Mahomes contract was for $450 mill...might as well have been $500 mill. It was over 10 years of course...but the we're there already dude.
It won’t be $500m for 10 years, it will be for 4 or 5.
That would be a very large jump. We're talking about an 80+% increase in yearly salary over the top number now. Burrows contract is essentially Mahomes contract, just cut in half in dollars and years. Lawrences new deal is the "same" too, but its really not. The last two years of his deal are not guaranteed...and he won't be seeing that money, either because he's played so well he'll want a new deal, or because he's played like he had thus far and the team is going to move on. Devil is in the details.

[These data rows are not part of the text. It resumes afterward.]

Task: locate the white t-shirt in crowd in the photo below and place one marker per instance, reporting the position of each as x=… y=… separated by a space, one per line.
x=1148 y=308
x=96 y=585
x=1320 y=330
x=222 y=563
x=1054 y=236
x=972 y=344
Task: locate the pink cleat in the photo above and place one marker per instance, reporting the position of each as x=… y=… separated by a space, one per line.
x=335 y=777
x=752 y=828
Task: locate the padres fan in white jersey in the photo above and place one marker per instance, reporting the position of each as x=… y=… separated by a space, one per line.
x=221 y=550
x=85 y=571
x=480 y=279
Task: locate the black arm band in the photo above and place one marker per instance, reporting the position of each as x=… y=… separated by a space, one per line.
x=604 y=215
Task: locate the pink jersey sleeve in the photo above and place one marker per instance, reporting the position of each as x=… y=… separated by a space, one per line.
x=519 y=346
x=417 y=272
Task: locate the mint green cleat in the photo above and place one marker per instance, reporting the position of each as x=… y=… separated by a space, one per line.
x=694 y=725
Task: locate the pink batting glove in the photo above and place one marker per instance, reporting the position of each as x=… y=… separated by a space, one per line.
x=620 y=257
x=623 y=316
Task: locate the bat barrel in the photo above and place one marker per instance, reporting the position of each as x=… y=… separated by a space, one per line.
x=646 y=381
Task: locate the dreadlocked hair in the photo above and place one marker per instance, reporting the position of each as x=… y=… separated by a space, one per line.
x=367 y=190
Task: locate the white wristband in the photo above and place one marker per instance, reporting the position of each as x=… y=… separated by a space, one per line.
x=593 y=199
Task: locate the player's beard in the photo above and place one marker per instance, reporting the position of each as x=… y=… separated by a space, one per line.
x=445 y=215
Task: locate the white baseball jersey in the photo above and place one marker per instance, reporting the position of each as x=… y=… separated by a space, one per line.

It won’t be $500m for 10 years, it will be for 4 or 5.
That would be a very large jump. We're talking about an 80+% increase in yearly salary over the top number now. Burrows contract is essentially Mahomes contract, just cut in half in dollars and years. Lawrences new deal is the "same" too, but it’s really not. The last two years of his deal are not guaranteed...and he won't be seeing that money, either because he's played so well he'll want a new deal, or because he's played like he had thus far and the team is going to move on. Devil is in the details.
I recalculated it to $345 million for 5 years. That assumes we continue to grow $30M annual salary cap increase and continue with QB getting 20% of the cap. That’s conservative estimate, as both percentages are more likely to trend upward, unless NFL admits QB salaries are out of control.
"“There has certainly been discussion within the league among certain owners about even the idea of a quarterback cap, that at some point you don’t want quarterback numbers to go over a certain percentage of your salary cap,” Pelissero said Tuesday, via BleacherReport.com. “To my knowledge, that hasn’t really gained traction, in part because so many teams have paid their quarterbacks..."
"As we’ve heard it, it wouldn’t be an official, separate cap. It would be an unofficial, off-the-books (and, more importantly, off the CBA) arrangement pursuant to which teams would refuse to go above a certain level. All teams. Which would make it pointless for, say, Dak Prescott to force his way to the open market. The best deal he’d get from the Cowboys would be the same as the best deal he’d get from someone else. (It would be like a max contract in the NBA.)...."
"The only way to properly arrange for a league-wide cap on quarterback pay would be to negotiate it with the NFL Players Association. And such efforts would quickly highlight the reality that there should be different bargaining units for each position, like running back. For that reason alone, the union would be inclined not to agree to such an approach.
For that reason alone, any conversations among owners about a quarterback cap (coupled with the proof-in-the-pudding from the deals to come) could lay the foundation for a collusion case against the NFL."